Des manifestations ont eu lieu au Kenya contre un projet de centre de quarantaine destiné à accueillir des personnes exposées au virus Ebola. Cette mobilisation intervient au moment où une décision de justice suspend le projet. Par ailleurs, l’Afrique centrale est au centre d’une alerte sanitaire internationale liée à l’épidémie.

Des centaines de manifestants ont défilé lundi jusqu’aux grilles de la base aérienne de Laikipia, située près de Nanyuki, dans le centre du Kenya. Ils protestaient contre la création d’un centre de quarantaine destiné à accueillir des personnes exposées au virus Ebola, dont des ressortissants américains. La manifestation s’est tenue sur le site prévu pour l’installation du centre. Alors que le projet faisait déjà l’objet de contestations au niveau national. Les protestataires se sont rassemblés aux abords de la base aérienne, sans qu’aucun incident ne soit signalé.

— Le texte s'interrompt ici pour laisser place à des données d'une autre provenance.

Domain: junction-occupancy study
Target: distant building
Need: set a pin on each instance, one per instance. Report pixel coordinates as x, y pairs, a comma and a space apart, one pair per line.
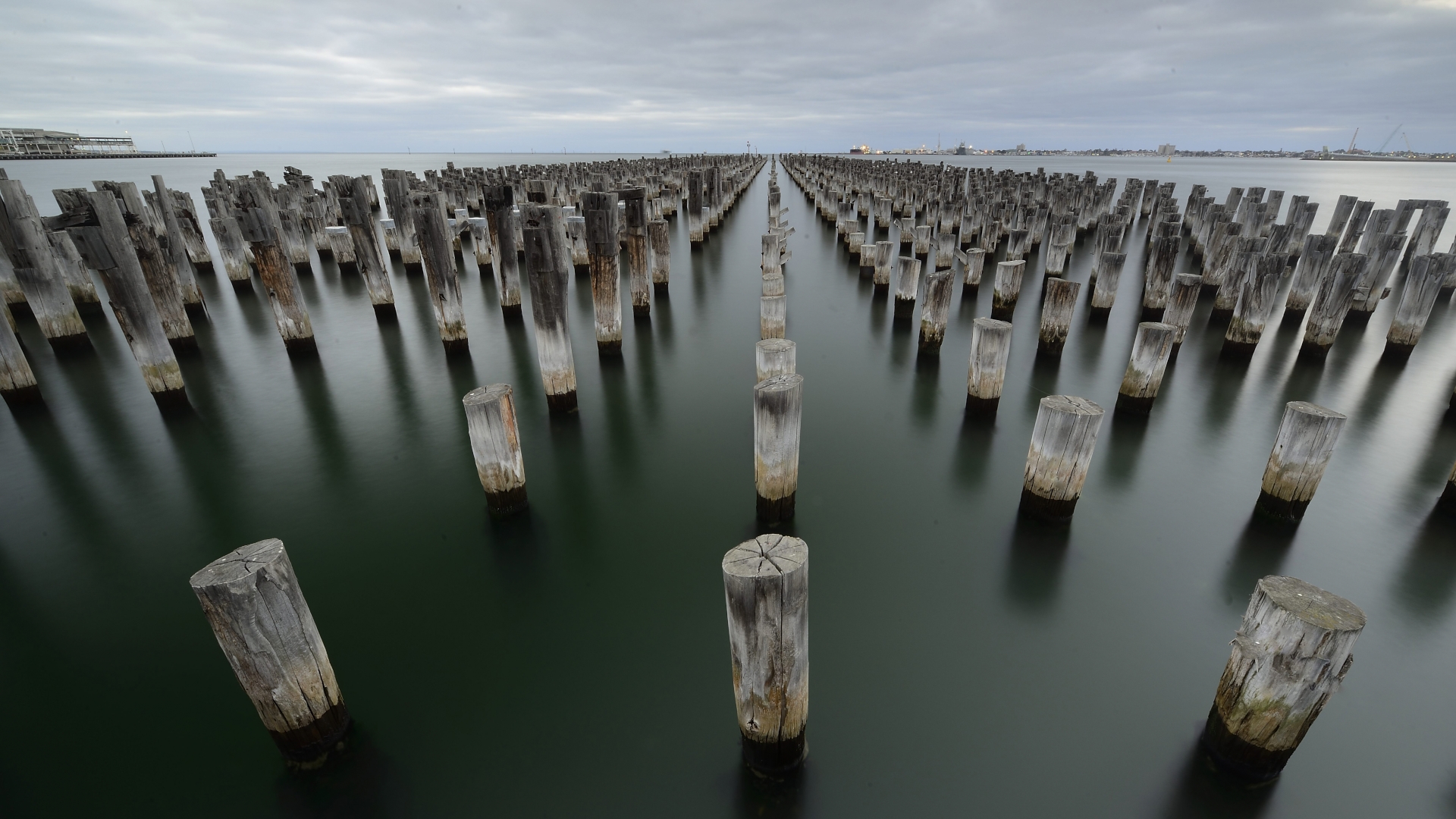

Une décision judiciaire suspend le projet

Deux jours avant la mobilisation, la Haute Cour du Kenya a ordonné la suspension de la mise en place du centre de quarantaine. La décision concerne également l’arrivée de tout patient étranger sur le site. Cette suspension intervient dans l’attente de l’examen d’un recours introduit par le Barreau du Kenya, accompagné d’un organisme de veille constitutionnelle. Les requérants contestent la capacité du système de santé kényan à accueillir des patients potentiellement porteurs du virus.

Selon des responsables américains, les États-Unis envisagent d’orienter vers ce centre leurs citoyens exposés à Ebola lors de séjours à l’étranger. Cette option est présentée comme une alternative au rapatriement vers le territoire américain. L’infrastructure prévue sur la base de Laikipia devait être opérationnelle dans la semaine. Elle est conçue pour accueillir jusqu’à cinquante personnes en quarantaine. Face aux critiques, le ministre kényan de la Santé, Aden Duale, a déclaré que le centre ne serait pas réservé aux seuls ressortissants américains.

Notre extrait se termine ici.